Pliny, inspired with as truly Roman horror of
quackery as the elder Cato,--who declared that the Greek doctors had
sworn to exterminate all barbarians, including the Romans, with their
drugs, but is said to have physicked his own wife to death,
notwithstanding,--Pliny says, in so many words, that the cerates and
cataplasms, plasters, collyria, and antidotes, so abundant in his time,
as in more recent days, were mere tricks to make money.
A pretty strong eddy, then, or rather many eddies, setting constantly
back from the current of sober observation of nature, in the direction of
old superstitions and fancies, of exploded theories, of old ways of
making money, which are very slow to pass out of fashion.
But there are other special American influences which we are bound to
take cognizance of.

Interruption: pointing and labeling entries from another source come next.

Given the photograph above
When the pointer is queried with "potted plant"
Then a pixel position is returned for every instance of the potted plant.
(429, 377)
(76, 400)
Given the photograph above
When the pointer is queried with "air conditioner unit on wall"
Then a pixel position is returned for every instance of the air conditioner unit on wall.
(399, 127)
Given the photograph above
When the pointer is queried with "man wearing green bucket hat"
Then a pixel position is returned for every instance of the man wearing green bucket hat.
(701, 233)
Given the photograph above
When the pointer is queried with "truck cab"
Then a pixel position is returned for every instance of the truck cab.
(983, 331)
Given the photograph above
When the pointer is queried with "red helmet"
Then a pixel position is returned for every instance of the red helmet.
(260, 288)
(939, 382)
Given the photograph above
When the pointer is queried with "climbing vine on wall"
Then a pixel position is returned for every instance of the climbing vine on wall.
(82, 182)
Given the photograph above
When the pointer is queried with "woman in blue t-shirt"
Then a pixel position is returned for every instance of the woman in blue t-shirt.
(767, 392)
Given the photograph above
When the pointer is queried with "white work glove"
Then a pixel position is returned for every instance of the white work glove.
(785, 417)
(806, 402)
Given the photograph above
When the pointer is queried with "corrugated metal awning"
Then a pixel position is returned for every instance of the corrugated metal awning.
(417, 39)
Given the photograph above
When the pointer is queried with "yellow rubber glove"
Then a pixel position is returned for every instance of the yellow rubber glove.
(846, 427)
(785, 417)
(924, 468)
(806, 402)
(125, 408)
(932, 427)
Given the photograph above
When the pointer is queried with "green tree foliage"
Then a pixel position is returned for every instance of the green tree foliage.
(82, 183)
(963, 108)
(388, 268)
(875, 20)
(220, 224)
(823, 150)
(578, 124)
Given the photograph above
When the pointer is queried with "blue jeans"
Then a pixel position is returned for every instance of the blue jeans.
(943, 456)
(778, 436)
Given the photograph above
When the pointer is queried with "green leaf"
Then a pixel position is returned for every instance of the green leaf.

If I wished to show a student the difficulties of
getting at truth from medical experience, I would give him the history of
epilepsy to read. If I wished him to understand the tendencies of the
American medical mind, its sanguine enterprise, its self-confidence, its
audacious handling of Nature, its impatience with her old-fashioned ways
of taking time to get a sick man well, I would make him read the life and
writings of Benjamin Rush. Dr. Rush thought and said that there were
twenty times more intellect and a hundred times more knowledge in the
country in 1799 than before the Revolution.